Edmund (Peters) Turton (1796–1857) was born in 1796 in Yorkshire. His father was Matthew William Peters a famous painter who later became a clergyman. Edmund became a politician and for two years was the Member for Hendon. In 1822 he married Marianne Livesey, daughter of Robert Bell Livesey of Kildale Hall. The couple lived at Brasted Place but also visited Larpool Hall. Edmund’s brother George Augustus Peters also appears to be a resident of the Hall for some years. In 1850 the Hall was rented and a notice was placed in the newspaper which described the house at this time. The rental notice is shown.
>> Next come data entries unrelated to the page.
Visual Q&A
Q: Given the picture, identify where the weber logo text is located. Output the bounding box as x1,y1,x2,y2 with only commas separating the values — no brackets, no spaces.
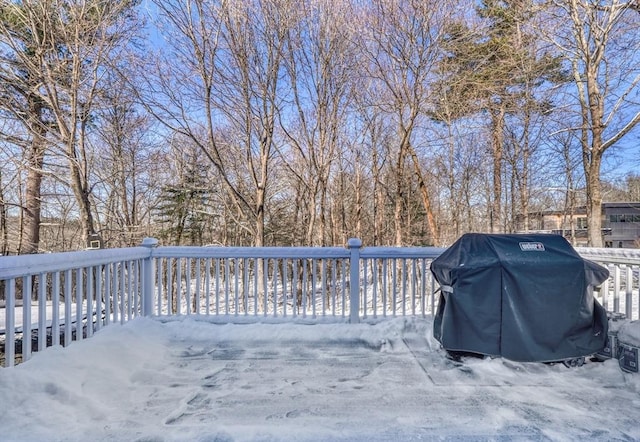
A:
519,242,545,251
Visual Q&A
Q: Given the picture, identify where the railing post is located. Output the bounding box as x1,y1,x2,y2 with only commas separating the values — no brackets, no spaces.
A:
348,238,362,323
141,238,159,317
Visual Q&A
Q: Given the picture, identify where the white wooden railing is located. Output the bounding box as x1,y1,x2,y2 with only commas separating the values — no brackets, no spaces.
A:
1,238,639,367
576,247,640,320
151,239,445,322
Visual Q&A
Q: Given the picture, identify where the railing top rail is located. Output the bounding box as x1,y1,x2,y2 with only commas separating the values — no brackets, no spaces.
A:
0,247,150,280
1,242,638,282
151,245,447,260
151,245,351,260
576,247,640,266
360,246,446,259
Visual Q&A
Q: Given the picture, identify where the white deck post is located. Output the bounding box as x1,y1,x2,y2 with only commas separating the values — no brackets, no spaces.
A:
348,238,362,323
141,238,159,316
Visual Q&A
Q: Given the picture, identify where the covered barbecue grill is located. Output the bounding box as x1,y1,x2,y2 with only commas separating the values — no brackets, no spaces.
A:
431,233,609,363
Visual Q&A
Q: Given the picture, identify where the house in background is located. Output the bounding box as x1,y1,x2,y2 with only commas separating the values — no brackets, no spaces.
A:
515,202,640,248
603,202,640,248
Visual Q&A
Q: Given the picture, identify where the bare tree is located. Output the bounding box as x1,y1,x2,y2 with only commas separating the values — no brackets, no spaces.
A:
358,0,446,245
0,0,141,251
146,0,291,247
546,0,640,246
278,0,357,245
92,73,158,247
0,156,8,255
0,3,50,253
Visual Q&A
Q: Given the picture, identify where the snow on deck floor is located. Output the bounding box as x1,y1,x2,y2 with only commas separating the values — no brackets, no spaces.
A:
0,317,639,442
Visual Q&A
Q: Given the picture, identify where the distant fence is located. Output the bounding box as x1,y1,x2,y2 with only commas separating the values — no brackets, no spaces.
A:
1,239,638,367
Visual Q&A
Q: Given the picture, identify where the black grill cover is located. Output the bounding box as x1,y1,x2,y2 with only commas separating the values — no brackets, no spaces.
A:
431,233,609,362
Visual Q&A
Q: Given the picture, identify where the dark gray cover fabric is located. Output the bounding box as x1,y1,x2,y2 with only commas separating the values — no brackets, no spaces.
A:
431,233,609,362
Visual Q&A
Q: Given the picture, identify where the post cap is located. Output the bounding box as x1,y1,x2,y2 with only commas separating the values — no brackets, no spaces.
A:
347,238,362,248
141,237,159,248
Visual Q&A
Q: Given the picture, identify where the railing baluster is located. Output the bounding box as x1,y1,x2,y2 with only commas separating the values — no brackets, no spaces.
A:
224,259,231,315
312,258,317,318
215,259,220,315
293,259,299,317
133,260,139,318
185,258,192,315
176,258,183,315
390,259,394,315
52,271,61,345
272,259,278,317
166,259,173,316
105,264,112,325
38,273,47,351
120,262,126,324
86,267,94,338
613,265,621,313
412,260,417,316
95,265,103,331
420,260,425,315
249,258,258,316
232,258,237,314
341,259,347,318
262,258,268,316
5,279,16,367
242,257,248,316
205,258,211,315
23,276,32,361
283,259,289,317
321,260,327,317
331,259,337,317
196,258,201,315
630,265,638,319
156,259,163,316
371,259,377,318
128,261,134,320
601,265,610,311
362,259,368,319
302,259,308,318
64,269,72,347
75,268,83,340
382,259,388,317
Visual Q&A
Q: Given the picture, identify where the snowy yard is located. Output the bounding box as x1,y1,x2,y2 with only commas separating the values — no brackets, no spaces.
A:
0,316,639,441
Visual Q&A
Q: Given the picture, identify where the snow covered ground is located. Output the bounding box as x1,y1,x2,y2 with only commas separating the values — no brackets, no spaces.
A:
1,316,639,441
Edmund had one son Captain Edmund Henry Turton (1825–1896) who inherited Larpool Hall when Edmund died in 1857. Edmund Henry Turton, his son, was born in 1825 at Kildale Hall which was now owned by the Turton family. At the age of 16 he joined the 3rd Dragoon Guards and served there for the next 17 years becoming a Captain. When his father died in 1857 he resigned and assumed responsibility for his inherited estates. In 1856 he married Lady Cecilia Mary Leeson, daughter of Joseph Leeson, 4th Earl of Milltown. The couple lived at Larpool Hall until 1876 when they moved to their other property Upsall Castle. The Hall was then rented for about 20 years and was mainly occupied by Colonel James Menzies Clayhills (1834–1919). Captain Edmund Henry Turton died in 1896 and his wife Cecilia moved back to Larpool Hall and remained there until her death in 1903. The property was then inherited by the eldest son Sir Edmund Russborough Turton, 1st Bt.

In about 1919 he sold the Hall. From February to May 1941, the Hall was used as billets for soldiers of 7th Battalion, The Loyal Regiment (North Lancashire), who were on anti-invasion duties along the nearby coast. It became a Children’s Home until 1966. After that it was a Field Studies Centre and then became a hotel.